El castillo Vogelod Cine de terror

Cine de terror, ciencia ficción, fantasía

Exorcismo en Connecticut (The Haunting in Connecticut) 2009

Una familia tiene un hijo con cáncer y se mudan a una casa cerca del hospital donde lo tratan. El muchacho se instala en el sótano y comienza a tener sueños donde ve a otro joven y un hombre que parece un médico con un cadáver que está tendido sobre una mesa. En el sótano hay una habitación que no se puede abrir pero un día lo consigue y se encuentra con una habitación preparada para tratar cadáveres. La casa era una funeraria.

Exorcismo en Connecticut

De Peter Cornwell en su debut cinematográfico, demuestra saber dirigir y además se consigue una ambientación y estética fúnebre y triste. La historia en cambio pues no se puede decir lo mismo.

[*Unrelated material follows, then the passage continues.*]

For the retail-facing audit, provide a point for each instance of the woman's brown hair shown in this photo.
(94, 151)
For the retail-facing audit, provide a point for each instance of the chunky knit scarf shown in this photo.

Esta es de esas películas a las que les dan mucha promoción, imágenes impactantes como el ectoplasma que sale del niño, medium en una sesión de espiritismo, pero que puede resultar algo decepcionante y algo vacía de contenido, de hecho lo es, porque casi todo se basa en sustos imprevistos manidos.

Sin duda, hay un exceso de clichés sonoros que se repiten casi de continuo que son los que causan los sustos, a menos que uno esté sordo, y las primeras apariciones de fantasmas son algo realmente mediocres y vulgares (el primer fantasma que vemos, una cara sanguinolenta que aparece de pronto tras un cristal es una mediocridad más propia de una atracción del terror de feria y nos da a pensar que quizás todo sea igual de malo). No es tan mala, es efectista pero lo consigue a base de una música acelerada y golpes sonoros, el fantasma se queda sólo como detalle visual, de una amenaza latente que supuestamente debe de hacer algo en algún momento pero hasta ahora sólo queda su figura inmóvil. Un desarrollo del suspense basado entonces en la sucesión de sorpresas imprevistas, todas a base de un incremento brusco del sonido con el fantasma en un segundo plano. Es así efectista.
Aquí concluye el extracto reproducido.